Evotec AG (EVT) rose the most in almost 2 1/2 years after the German drug-development company entered talks to buy French pharmaceutical maker Sanofi’s research operations in Toulouse.
Evotec jumped as much as 16 percent, the steepest intraday increase since July 10, 2012, and was trading up 13 percent at 3.69 euros as of 9:43 a.m. in Frankfurt.

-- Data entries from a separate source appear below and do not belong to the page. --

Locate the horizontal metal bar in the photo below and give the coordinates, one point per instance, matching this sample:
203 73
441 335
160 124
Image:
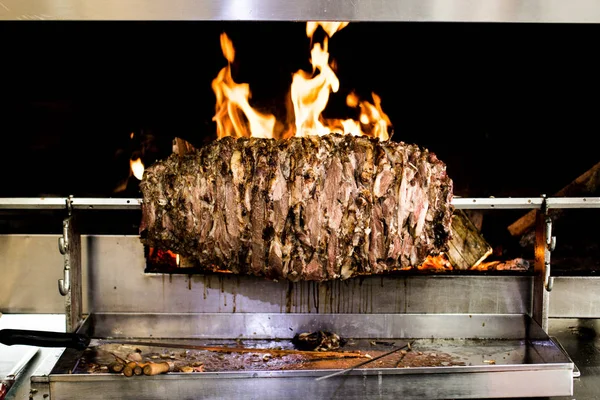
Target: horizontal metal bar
473 203
464 203
549 11
57 203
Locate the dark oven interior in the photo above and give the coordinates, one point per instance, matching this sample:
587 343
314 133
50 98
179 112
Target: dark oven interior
508 107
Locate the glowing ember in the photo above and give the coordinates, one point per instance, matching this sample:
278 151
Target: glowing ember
137 168
309 94
437 263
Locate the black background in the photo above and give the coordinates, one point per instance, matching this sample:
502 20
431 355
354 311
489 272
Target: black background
511 108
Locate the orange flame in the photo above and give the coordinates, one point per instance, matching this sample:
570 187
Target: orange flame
234 115
309 94
137 168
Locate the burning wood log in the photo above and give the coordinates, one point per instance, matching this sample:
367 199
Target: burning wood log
306 208
467 247
587 183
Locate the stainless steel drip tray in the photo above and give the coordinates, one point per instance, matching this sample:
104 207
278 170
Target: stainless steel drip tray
452 356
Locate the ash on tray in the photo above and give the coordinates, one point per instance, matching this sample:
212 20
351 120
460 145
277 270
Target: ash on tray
318 341
96 360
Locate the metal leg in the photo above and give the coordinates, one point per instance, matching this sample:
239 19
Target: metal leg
542 283
70 286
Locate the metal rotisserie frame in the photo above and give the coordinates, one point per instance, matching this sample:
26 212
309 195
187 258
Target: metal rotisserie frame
512 336
508 315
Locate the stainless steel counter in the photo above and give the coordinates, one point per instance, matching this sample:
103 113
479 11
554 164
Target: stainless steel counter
579 337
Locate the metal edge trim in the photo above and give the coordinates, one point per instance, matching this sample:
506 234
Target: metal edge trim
57 203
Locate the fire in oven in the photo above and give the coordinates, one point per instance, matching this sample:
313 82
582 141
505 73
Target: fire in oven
293 208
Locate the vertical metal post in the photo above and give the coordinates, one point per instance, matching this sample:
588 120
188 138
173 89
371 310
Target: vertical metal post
71 285
542 283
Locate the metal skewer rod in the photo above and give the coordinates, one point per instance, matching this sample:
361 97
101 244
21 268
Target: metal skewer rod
362 363
466 203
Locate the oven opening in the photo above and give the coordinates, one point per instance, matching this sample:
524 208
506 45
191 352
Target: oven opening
87 107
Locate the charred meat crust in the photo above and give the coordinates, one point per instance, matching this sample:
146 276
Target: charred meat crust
309 208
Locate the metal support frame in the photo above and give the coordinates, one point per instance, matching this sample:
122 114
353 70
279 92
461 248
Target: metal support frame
69 245
543 281
538 11
463 203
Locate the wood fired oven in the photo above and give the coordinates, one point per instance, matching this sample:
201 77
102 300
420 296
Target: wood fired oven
91 105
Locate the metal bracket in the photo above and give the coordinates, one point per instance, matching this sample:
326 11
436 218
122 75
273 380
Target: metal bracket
64 285
550 246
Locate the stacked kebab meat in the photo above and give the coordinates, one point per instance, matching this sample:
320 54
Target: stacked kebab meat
314 208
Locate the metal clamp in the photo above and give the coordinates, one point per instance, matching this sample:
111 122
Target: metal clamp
550 246
64 285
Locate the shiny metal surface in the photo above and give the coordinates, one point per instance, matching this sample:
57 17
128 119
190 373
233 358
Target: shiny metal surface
575 297
464 203
523 352
284 326
33 360
114 281
581 340
516 384
58 203
264 10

That pushed the stock to a 0.8 percent gain this year, including reinvested dividends, valuing Evotec at 485 million euros ($599 million).
The companies are in exclusive negotiations on a five-year alliance in which Evotec will receive a minimum of 250 million euros for early-stage research on cancer drugs, the Hamburg-based company said in a statement late yesterday.
Sanofi (SAN) has been in a tug-of-war with the French government since 2012 after deciding to shut research operations in the southern French city of Toulouse, where the blockbuster blood thinner Plavix was developed.
Chris Viehbacher, who decided to close the Toulouse location, was fired as chief executive officer in October. Chairman and interim CEO Serge Weinberg said last month that the research and development reorganization “could have been handled better.”
The deal, which Evotec and Paris-based Sanofi are targeting for completion by mid-2015, involves “a sizable upfront cash payment” and further payments based on development, regulatory and sales targets, plus royalties for both partners, the companies said.